# GBATemp Newsletter



## Deleted User (Sep 28, 2010)

I am a fairly regular user on GBATemp, as I am sure you all know,

but I can't help thinking the creation of a little newsletter to outline the best topics and the front-page portal news could be made and emailed to all GBATemp members via their email address (duh). Magazine staff could be in charge of the whole thing - just a little newsletter with some facts on, a bit like a RSS feed, but not just a link-more detailed.

~jet


----------



## Slyakin (Sep 28, 2010)

Kinda pointless.


If you're a regular temper, you'll get on the site and find important info by yourself.

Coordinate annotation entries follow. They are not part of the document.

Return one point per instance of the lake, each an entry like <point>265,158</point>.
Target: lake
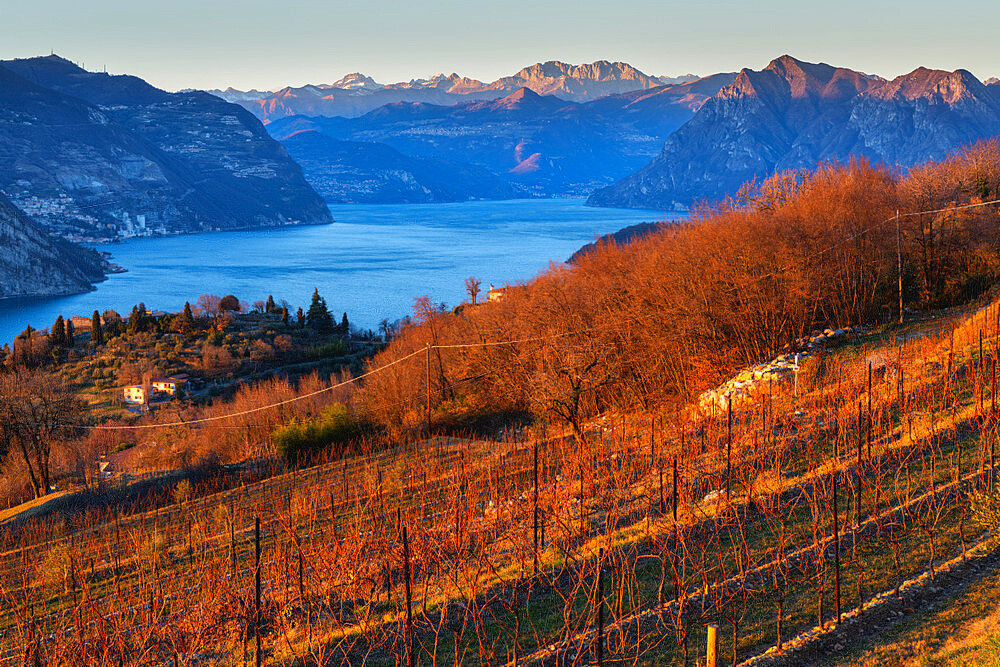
<point>372,262</point>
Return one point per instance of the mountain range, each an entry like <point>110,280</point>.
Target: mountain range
<point>523,144</point>
<point>92,156</point>
<point>357,94</point>
<point>793,114</point>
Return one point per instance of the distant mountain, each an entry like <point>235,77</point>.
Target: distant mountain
<point>357,94</point>
<point>96,156</point>
<point>538,144</point>
<point>793,114</point>
<point>622,236</point>
<point>673,80</point>
<point>577,83</point>
<point>373,173</point>
<point>33,263</point>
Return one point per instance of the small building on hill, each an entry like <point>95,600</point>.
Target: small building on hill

Also, there are probably thousands of emails. It would hurt the server sending those all.


----------



## prowler (Sep 28, 2010)

It's been done before - The Google Wave (Or was it GBAtemp wave).
Anyway, that was a pretty good idea, shame Llama Riot never got round to doing it.


----------



## Deleted User (Sep 28, 2010)

Slyakin said:
			
		

> Kinda pointless.
> 
> 
> If you're a regular temper, you'll get on the site and find important info by yourself.
> ...


What? Llama Riot?


----------



## prowler (Sep 28, 2010)

Oh. It was The Weekly Wave
http://gbatemp.net/index.php?showtopic=215237

edit: oh shit, he was banned. Never knew.


----------



## Deleted User (Sep 28, 2010)

prowler_ said:
			
		

> Oh. It was The Weekly Wave
> http://gbatemp.net/index.php?showtopic=215237
> 
> edit: oh shit, he was banned. Never knew.


gotit. Google Wave...?


----------



## tj_cool (Sep 28, 2010)

It has been done a few times:
The Temper Post
The Weekly Wave (stopped after 2 issues, not because Llama got banned though)
The Temper Weekly (a project of luke_c, never actually had anything released I think)

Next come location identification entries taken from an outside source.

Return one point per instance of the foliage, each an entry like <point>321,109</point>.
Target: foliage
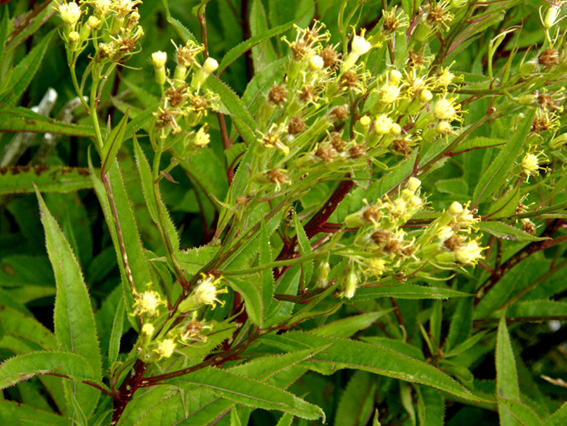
<point>354,215</point>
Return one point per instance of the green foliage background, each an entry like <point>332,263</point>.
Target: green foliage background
<point>457,356</point>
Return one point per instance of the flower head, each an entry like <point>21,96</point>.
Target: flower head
<point>147,303</point>
<point>70,13</point>
<point>446,109</point>
<point>207,291</point>
<point>165,348</point>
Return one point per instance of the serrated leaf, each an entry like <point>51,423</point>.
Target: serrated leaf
<point>508,232</point>
<point>26,366</point>
<point>494,177</point>
<point>357,401</point>
<point>192,260</point>
<point>267,289</point>
<point>233,105</point>
<point>252,297</point>
<point>537,309</point>
<point>505,205</point>
<point>406,291</point>
<point>351,354</point>
<point>304,250</point>
<point>237,51</point>
<point>506,375</point>
<point>558,418</point>
<point>25,70</point>
<point>19,119</point>
<point>522,414</point>
<point>246,391</point>
<point>430,407</point>
<point>153,199</point>
<point>21,179</point>
<point>478,143</point>
<point>137,261</point>
<point>116,333</point>
<point>74,322</point>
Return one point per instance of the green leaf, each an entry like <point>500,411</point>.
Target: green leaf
<point>538,309</point>
<point>116,334</point>
<point>508,232</point>
<point>506,374</point>
<point>558,418</point>
<point>346,327</point>
<point>23,73</point>
<point>246,391</point>
<point>505,205</point>
<point>495,176</point>
<point>12,413</point>
<point>522,413</point>
<point>252,297</point>
<point>134,251</point>
<point>19,119</point>
<point>26,366</point>
<point>430,407</point>
<point>357,401</point>
<point>21,179</point>
<point>351,354</point>
<point>192,260</point>
<point>234,53</point>
<point>304,250</point>
<point>112,144</point>
<point>406,291</point>
<point>74,322</point>
<point>233,106</point>
<point>478,143</point>
<point>267,289</point>
<point>153,199</point>
<point>26,327</point>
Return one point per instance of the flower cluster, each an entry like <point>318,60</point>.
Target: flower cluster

It's more work than you'd think (+ staffers are usually quite busy already)


----------



## prowler (Sep 28, 2010)

Yeah but the idea was to post on the Google Wave and GBAtemp.


----------



## The Pi (Sep 28, 2010)

It's not a bad idea but staff doing it is a bad idea

If you PM's costy and asked if he'd be able to send the emails and if he says OK then you could do everything else yourself (or with the help of other tempers)


----------



## ProtoKun7 (Sep 29, 2010)

*The Temper Post*
Author: _JPH_.
Banned.

*The Weekly Wave*
Author: _Llama Riot_.
Banned.

There's a pattern.


----------



## Infinite Zero (Sep 29, 2010)

Do people who create the newsletters usually get banned?


----------



## .Chris (Sep 29, 2010)

I miss those guys.


----------



## The Catboy (Sep 29, 2010)

Infinite Zero said:
			
		

> Do people who create the newsletters usually get banned?

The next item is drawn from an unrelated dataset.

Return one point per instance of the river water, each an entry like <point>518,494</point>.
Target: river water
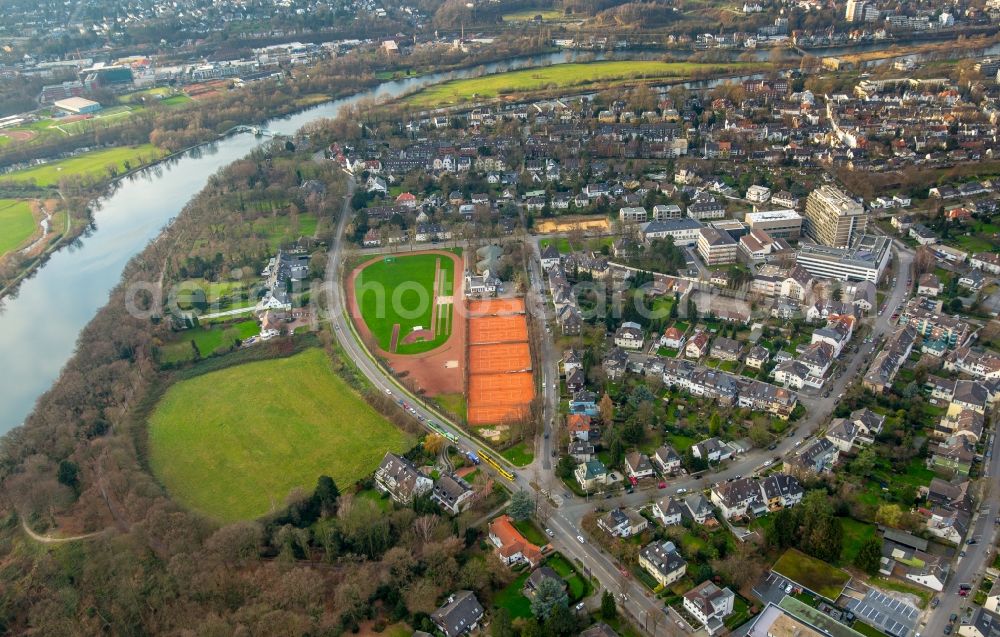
<point>40,324</point>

From the looks of it, yes they do for some odd reason.


----------



## geoflcl (Sep 29, 2010)

Gahh, what's up with that? I miss those brosephs. 
	

	
	
		
		

		
		
	


	




Well, at any rate, it can't hurt to have a newsletter, can it? I mean, as long as someone's willing to put forth the effort, I have no qualms!


----------



## luke_c (Oct 3, 2010)

I have/had something planned as others have pointed out but it's not my top priority at the moment.


----------